In the past, mental health provision has been funded through block contracts, with clinical commissioning groups (CCGs) receiving a set amount of money and allocating it to hospital trusts.
The researchers suggest that there is a need for commitment towards a new system, away from block contracts, towards patients being categorised into one of 21 “clusters” based on need.
The “cluster” system was introduced across the NHS in 2012 but it has not yet been fully implemented.
The researchers also say the cluster system needs “fine-tuning” after research revealed a “substantial degree of variability” within clusters – with some showing a ten-fold variation between providers in terms of cost.

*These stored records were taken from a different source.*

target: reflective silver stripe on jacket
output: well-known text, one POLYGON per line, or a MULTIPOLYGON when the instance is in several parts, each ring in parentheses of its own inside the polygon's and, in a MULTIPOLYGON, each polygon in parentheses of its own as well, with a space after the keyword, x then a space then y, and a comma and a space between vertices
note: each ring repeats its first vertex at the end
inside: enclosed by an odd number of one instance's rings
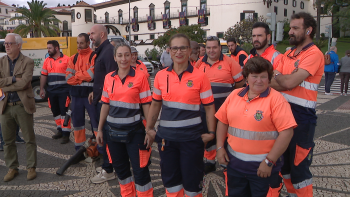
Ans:
POLYGON ((71 72, 71 73, 73 73, 73 74, 75 73, 75 70, 74 70, 74 69, 71 69, 71 68, 67 68, 66 71, 71 72))
POLYGON ((120 183, 121 185, 126 185, 126 184, 128 184, 128 183, 134 182, 134 179, 132 178, 132 176, 130 176, 130 177, 124 179, 124 180, 118 179, 118 181, 119 181, 119 183, 120 183))
POLYGON ((54 82, 49 82, 48 84, 49 84, 49 86, 67 84, 67 81, 54 81, 54 82))
MULTIPOLYGON (((103 94, 103 92, 102 92, 103 94)), ((109 101, 109 105, 113 107, 122 107, 127 109, 140 109, 139 103, 126 103, 121 101, 109 101)))
POLYGON ((94 83, 91 83, 91 82, 83 82, 83 83, 81 83, 81 84, 77 84, 77 85, 74 85, 74 86, 93 87, 93 86, 94 86, 94 83))
POLYGON ((282 175, 284 179, 290 179, 290 174, 282 175))
POLYGON ((147 97, 151 96, 151 91, 147 90, 145 92, 141 92, 139 95, 140 95, 140 99, 147 98, 147 97))
POLYGON ((237 75, 233 76, 232 78, 233 78, 234 80, 236 80, 236 79, 240 78, 241 76, 242 76, 242 73, 240 72, 240 73, 238 73, 237 75))
POLYGON ((299 84, 299 86, 307 89, 307 90, 312 90, 312 91, 317 91, 318 90, 318 84, 316 83, 310 83, 308 81, 303 81, 299 84))
POLYGON ((45 72, 45 73, 47 73, 47 70, 45 70, 45 69, 41 69, 41 72, 45 72))
POLYGON ((162 95, 162 91, 158 90, 157 88, 153 87, 153 93, 157 95, 162 95))
POLYGON ((70 79, 71 77, 73 77, 74 75, 71 73, 71 74, 69 74, 69 75, 67 75, 67 77, 66 77, 66 80, 68 81, 68 79, 70 79))
POLYGON ((49 73, 48 76, 63 76, 66 77, 65 73, 49 73))
POLYGON ((183 110, 189 110, 189 111, 199 111, 199 106, 200 106, 200 105, 191 105, 191 104, 172 102, 172 101, 163 101, 163 105, 170 108, 183 109, 183 110))
POLYGON ((201 99, 208 98, 208 97, 210 97, 210 96, 212 96, 212 95, 213 95, 213 92, 211 91, 211 89, 210 89, 210 90, 207 90, 207 91, 205 91, 205 92, 200 93, 201 99))
POLYGON ((230 83, 217 83, 217 82, 210 82, 210 85, 213 87, 213 86, 216 86, 216 87, 233 87, 232 84, 230 83))
POLYGON ((235 156, 237 159, 240 159, 242 161, 262 162, 267 156, 267 154, 252 155, 252 154, 240 153, 240 152, 234 151, 230 145, 227 146, 227 149, 231 155, 235 156))
POLYGON ((247 131, 234 127, 228 128, 228 133, 232 136, 247 140, 275 140, 278 137, 277 131, 247 131))
POLYGON ((272 65, 273 65, 273 62, 275 61, 275 58, 276 58, 279 54, 281 54, 281 53, 278 52, 278 51, 275 51, 275 52, 273 53, 272 58, 271 58, 271 64, 272 64, 272 65))
POLYGON ((149 183, 147 183, 147 184, 144 185, 144 186, 135 184, 135 187, 136 187, 136 190, 137 190, 137 191, 139 191, 139 192, 145 192, 145 191, 148 191, 148 190, 152 189, 152 183, 149 182, 149 183))
POLYGON ((87 70, 87 73, 89 73, 90 77, 91 77, 91 80, 94 79, 94 73, 89 69, 87 70))
POLYGON ((306 179, 300 183, 293 184, 295 189, 301 189, 312 184, 312 178, 306 179))
POLYGON ((191 118, 187 120, 160 120, 159 125, 162 127, 171 127, 171 128, 176 128, 176 127, 187 127, 191 125, 196 125, 200 124, 202 122, 201 117, 196 117, 196 118, 191 118))
POLYGON ((166 187, 166 190, 169 192, 169 193, 175 193, 175 192, 179 192, 180 190, 182 190, 184 187, 181 185, 177 185, 177 186, 174 186, 174 187, 166 187))
POLYGON ((217 93, 217 94, 213 94, 213 95, 214 95, 214 98, 226 98, 230 94, 231 94, 231 92, 225 92, 225 93, 217 93))
POLYGON ((128 118, 113 118, 113 117, 108 115, 107 121, 111 122, 111 123, 115 123, 115 124, 131 124, 131 123, 134 123, 136 121, 139 121, 140 118, 141 118, 140 114, 137 114, 135 116, 128 117, 128 118))
POLYGON ((288 102, 294 103, 297 105, 300 105, 302 107, 312 108, 314 109, 316 107, 317 102, 316 101, 309 101, 306 99, 302 99, 296 96, 292 96, 289 94, 286 94, 284 92, 281 92, 281 94, 284 96, 285 99, 287 99, 288 102))
POLYGON ((102 96, 109 98, 108 93, 106 91, 102 91, 102 96))

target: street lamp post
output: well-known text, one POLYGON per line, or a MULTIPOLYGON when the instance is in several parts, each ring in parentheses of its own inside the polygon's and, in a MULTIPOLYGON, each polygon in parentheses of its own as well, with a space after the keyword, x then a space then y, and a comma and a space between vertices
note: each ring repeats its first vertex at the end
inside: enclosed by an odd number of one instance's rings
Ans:
POLYGON ((130 0, 129 0, 129 43, 131 44, 131 28, 130 28, 130 0))

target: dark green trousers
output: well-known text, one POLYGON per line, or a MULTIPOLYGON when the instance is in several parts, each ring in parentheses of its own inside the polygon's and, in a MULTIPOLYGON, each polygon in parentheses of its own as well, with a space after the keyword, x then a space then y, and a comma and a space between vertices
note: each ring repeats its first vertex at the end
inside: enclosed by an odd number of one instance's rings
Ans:
POLYGON ((19 166, 16 141, 16 127, 22 130, 23 139, 26 142, 27 168, 35 168, 37 163, 37 147, 34 134, 33 114, 28 114, 23 104, 6 106, 0 117, 2 136, 4 138, 4 157, 8 168, 17 169, 19 166))

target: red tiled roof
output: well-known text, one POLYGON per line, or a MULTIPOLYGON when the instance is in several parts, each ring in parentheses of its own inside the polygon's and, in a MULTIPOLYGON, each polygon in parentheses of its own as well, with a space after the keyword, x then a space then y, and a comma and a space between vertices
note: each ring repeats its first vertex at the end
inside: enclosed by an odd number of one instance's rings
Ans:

Professor Rowena Jacobs, from the University of York’s Centre for Health Economics and one of the authors of the report, said: “One mental health trust had costs that are 55 per cent higher than average while another had costs 25 per cent below average.”
“We show that there is a substantial degree of variability within clusters. It is difficult to build a payment system where you have so much variation,” she added.
“It is very difficult to set an average national fixed price, say for treating depression, if there is a 10-fold difference in cost between providers.”
The researchers called for a firmer commitment to the “cluster” system which is a more transparent and accountable system, otherwise mental health services risk disinvestment.
Professor Jacobs added: “It might not be perfect but it needs to be fine-tuned and driven forward.”
The work was part-funded by the Wellcome Trust through the Centre for Chronic Diseases and Disorders (C2D2) at the University of York.